Estrutura do Servir

Um trecho do livro Outra Espiritualidade, de Ed René Kivitz, diz:

“O serviço cristão acontece, portanto, não quando os cristãos estão mobilizados, organizados e atarefados, mas quando estão juntos, atentos uns aos outros. Isso implica a cobrança muito maior sobre as pessoas do que sobre as estruturas. Em outras palavras, devemos substituir as expressões ‘ministério de cuidado do rebanho’ ou ‘ministério de assistência social’ por cristãos que se aconselham e suportam mutuamente e cristãos solidários capazes de levantar do sofá e visitar o irmão desempregado. Enquanto as pessoas acreditarem que a responsabilidade do serviço está nas mãos do ministério disso e daquilo, a coisa continuará emperrada. Pessoas são responsáveis por pessoas. Para que cumpram suas mútuas responsabilidades, precisam estar perto umas das outras.”

O texto me fez relembrar do evangelho de Jesus, de sua missão que foi puramente relacional, como Paulo disse em Filipenses 2:4-6: “seja a atitude de vocês a mesma de Cristo Jesus, que, embora sendo Deus, não considerou que o ser igual a Deus era algo a que devia apegar-se”. Esse texto é de simples compreensão e não nos deixa espaço para divagar, mesmo que alguns o façam.

Hoje, mesmo a igreja sendo uma organização, ela não precisa funcionar igual a uma corporação de executivos que terceiriza o trabalho de Deus, que acha melhor contratar profissionais vocacionados e capacitados para abençoar seus filhos (clientes) mimados e exigentes, que a qualquer momento pode encontrar um ‘deus’ melhor e que atenda a suas necessidades imediatistas.
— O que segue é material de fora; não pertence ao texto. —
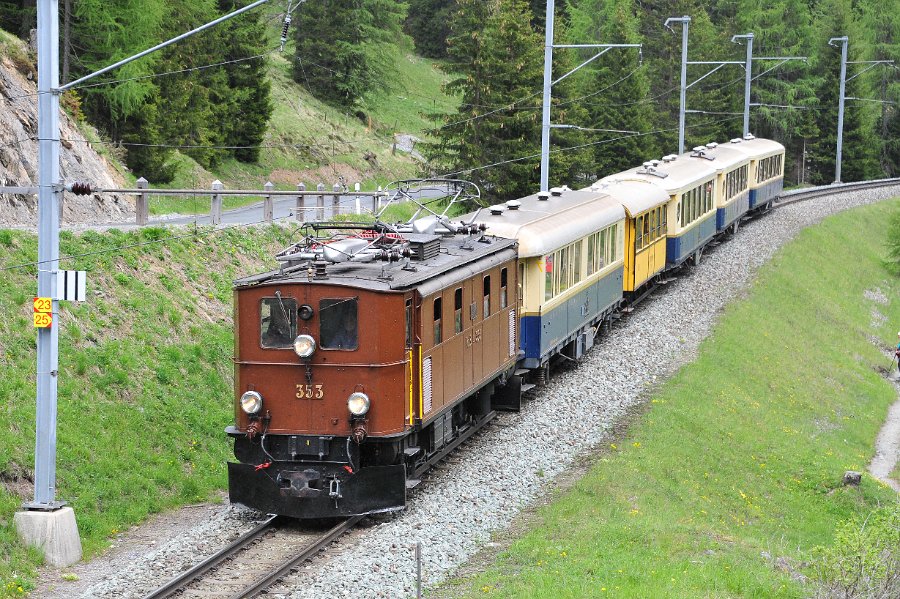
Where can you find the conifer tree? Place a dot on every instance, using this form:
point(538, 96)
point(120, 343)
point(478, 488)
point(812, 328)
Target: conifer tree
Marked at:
point(859, 154)
point(882, 22)
point(615, 86)
point(248, 97)
point(783, 29)
point(497, 60)
point(428, 24)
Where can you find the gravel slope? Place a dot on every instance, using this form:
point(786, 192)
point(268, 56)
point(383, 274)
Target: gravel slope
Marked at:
point(512, 462)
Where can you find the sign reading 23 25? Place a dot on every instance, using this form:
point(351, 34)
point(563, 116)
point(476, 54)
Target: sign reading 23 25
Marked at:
point(310, 392)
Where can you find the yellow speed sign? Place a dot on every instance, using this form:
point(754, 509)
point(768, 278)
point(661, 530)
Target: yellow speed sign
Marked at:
point(43, 317)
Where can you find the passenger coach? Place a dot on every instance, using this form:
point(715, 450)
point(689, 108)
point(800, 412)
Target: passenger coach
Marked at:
point(570, 266)
point(691, 209)
point(766, 169)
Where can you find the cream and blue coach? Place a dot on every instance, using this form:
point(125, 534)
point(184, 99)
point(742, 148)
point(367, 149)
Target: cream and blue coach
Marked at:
point(646, 230)
point(570, 266)
point(732, 189)
point(766, 168)
point(691, 210)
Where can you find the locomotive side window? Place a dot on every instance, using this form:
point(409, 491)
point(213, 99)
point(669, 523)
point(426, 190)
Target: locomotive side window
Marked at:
point(457, 311)
point(338, 325)
point(408, 323)
point(278, 322)
point(438, 313)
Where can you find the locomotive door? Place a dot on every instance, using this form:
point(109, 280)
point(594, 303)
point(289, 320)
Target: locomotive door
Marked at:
point(476, 314)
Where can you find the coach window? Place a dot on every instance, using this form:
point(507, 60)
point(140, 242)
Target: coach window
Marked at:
point(457, 311)
point(639, 233)
point(548, 277)
point(338, 327)
point(438, 313)
point(278, 322)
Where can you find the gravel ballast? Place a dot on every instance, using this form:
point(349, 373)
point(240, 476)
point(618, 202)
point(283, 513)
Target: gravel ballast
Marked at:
point(482, 487)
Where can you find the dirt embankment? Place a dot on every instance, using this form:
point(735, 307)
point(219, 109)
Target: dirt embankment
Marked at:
point(19, 163)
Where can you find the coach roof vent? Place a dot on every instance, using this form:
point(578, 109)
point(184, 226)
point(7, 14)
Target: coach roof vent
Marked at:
point(649, 168)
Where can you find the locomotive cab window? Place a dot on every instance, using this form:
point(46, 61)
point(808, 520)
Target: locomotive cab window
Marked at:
point(278, 322)
point(338, 323)
point(438, 318)
point(457, 311)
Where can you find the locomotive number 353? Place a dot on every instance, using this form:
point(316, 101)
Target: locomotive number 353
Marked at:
point(310, 392)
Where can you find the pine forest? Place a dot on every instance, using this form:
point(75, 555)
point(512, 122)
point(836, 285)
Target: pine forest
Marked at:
point(621, 109)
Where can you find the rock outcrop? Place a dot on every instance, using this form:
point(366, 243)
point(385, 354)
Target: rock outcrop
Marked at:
point(79, 161)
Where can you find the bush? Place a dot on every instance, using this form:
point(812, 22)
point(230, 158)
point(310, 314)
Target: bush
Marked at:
point(864, 560)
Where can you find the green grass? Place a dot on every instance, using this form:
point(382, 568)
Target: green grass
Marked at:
point(145, 386)
point(732, 475)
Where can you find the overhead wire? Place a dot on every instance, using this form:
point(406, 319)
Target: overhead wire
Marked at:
point(127, 246)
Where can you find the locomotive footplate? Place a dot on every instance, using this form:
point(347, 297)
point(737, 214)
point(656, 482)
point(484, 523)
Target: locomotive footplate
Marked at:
point(314, 491)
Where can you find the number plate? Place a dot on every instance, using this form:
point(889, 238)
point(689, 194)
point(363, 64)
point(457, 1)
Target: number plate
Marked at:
point(310, 392)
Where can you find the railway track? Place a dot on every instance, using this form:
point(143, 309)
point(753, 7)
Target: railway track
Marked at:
point(254, 562)
point(801, 195)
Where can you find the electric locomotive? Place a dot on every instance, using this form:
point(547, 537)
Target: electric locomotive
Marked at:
point(368, 355)
point(376, 349)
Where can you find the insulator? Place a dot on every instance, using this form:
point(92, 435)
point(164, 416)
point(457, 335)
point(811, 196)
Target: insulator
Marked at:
point(80, 188)
point(284, 30)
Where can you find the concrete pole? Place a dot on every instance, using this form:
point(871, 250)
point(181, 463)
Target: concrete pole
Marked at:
point(548, 78)
point(685, 25)
point(141, 207)
point(747, 78)
point(48, 252)
point(840, 145)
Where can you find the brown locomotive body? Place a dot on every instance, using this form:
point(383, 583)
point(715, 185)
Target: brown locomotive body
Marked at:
point(365, 359)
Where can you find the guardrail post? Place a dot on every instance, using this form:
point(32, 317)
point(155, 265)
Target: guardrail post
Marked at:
point(320, 202)
point(216, 208)
point(300, 211)
point(268, 209)
point(336, 200)
point(141, 205)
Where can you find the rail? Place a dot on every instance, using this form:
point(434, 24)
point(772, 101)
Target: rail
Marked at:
point(794, 196)
point(178, 584)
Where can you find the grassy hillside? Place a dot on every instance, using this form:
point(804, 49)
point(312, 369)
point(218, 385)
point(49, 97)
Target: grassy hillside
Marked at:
point(317, 143)
point(732, 476)
point(145, 384)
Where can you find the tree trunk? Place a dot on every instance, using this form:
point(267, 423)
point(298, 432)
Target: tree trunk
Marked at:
point(67, 39)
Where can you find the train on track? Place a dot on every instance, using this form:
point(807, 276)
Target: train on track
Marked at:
point(376, 349)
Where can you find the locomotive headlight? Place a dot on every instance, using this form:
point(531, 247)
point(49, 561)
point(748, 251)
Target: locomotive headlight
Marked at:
point(358, 403)
point(251, 402)
point(304, 346)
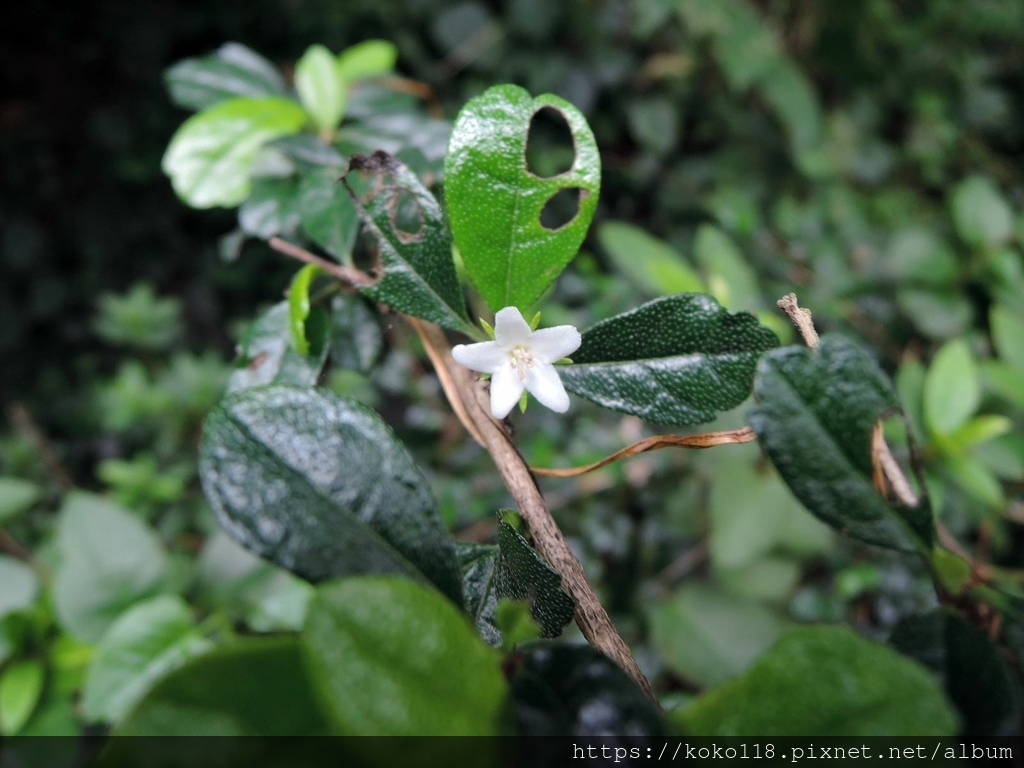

Trabalhar em uma estrutura hierárquica, seja ela linear (relação comando-subordinação), ou funcional (para cada função tem um chefe), ou matricial (poder dividido para mais pessoas) é bem mais fácil. Sabemos a quem devemos cobrar e a quem culpar por qualquer acontecimento, pois as responsabilidades são exatamente definidas no momento de sua contratação. A hierarquia, classificação ordenada dentro de qualquer grupo ou corporação, geralmente de acordo com o poder, autoridade ou função, é bem pragmática e metódica.

O modelo empresarial de hierarquia vertical é metódico e engessa as atividades, já o modelo horizontal é bem mais flexível, dinâmico e muito mais próximo das pessoas para quem são direcionados (os clientes). Uso esses termos de gestão somente para que possamos compreender a questão pelo viés técnico.

Contudo, o foco é entender que quando falamos em Reino, falamos em relacionamento. Não de achar que sua função, seus dons e seus talentos são mais importantes do que os do seu próximo; não é sobre decidir quem manda, se é você ou a outra pessoa, mas entender que somos um só corpo em Cristo. É simples. Fico até triste quando nos submetemos a uma pseudo-hierarquia espiritual que engessa o crescimento do Reino, aproximando as pessoas da estrutura corporativa da igreja e suas programações, regras e moral distorcida.

Gosto quando dizemos que temos uma hierarquia horizontal em que as mudanças acontecem, em que todos podem participar, em que as pessoas opinam e realmente são escutadas de forma relevante, em que o conhecimento de cada um é valorizado e aquele trabalho é algo realizado em conjunto como um só corpo. Parece utópico? Mas não é.

Os cristãos estão já catequizados com essa idéia hierárquica linear e isso os tem acomodado em seus papéis definidos. Cada reunião serve para definir quem serão os líderes, porque os outros serão apenas liderados (isso não acontece na ABU, certo?!), ou seja, farão aquilo que o “ungido” disser e se ele não disser nada então ele será o culpado de tudo que isso resultar.

Jesus nos ensina exatamente o contrário, não simplesmente em suas palavras, mas em sua caminhada, em seus relacionamentos com os discípulos e com aqueles que deixavam tudo para segui-lo. Para explicar isso biblicamente nada melhor do que entender quando Jesus passa por Samaria e conversa com aquela mulher samaritana (João 4:1-28), ele surpreende ao falar com quem os judeus repudiavam (alguém de Samaria) e ainda mais, uma mulher. Mas Jesus se achega, conversa, cria um ambiente favorável e agradável e, depois disso, ele a envolve em uma intimidade que a faz crer e entender que aquele é o Cristo.

Entender as estruturas na gestão contemporânea é interessante, mas entender o Reino, percebê-lo e vivê-lo é bem mais importante e passa pelo saber que Jesus foi o Rei Servo, aquele não que foi menor do que nós, seres humanos, suas criaturas, mas ainda assim se fez carne e habitou entre nós para mostrar a formosura do Reino.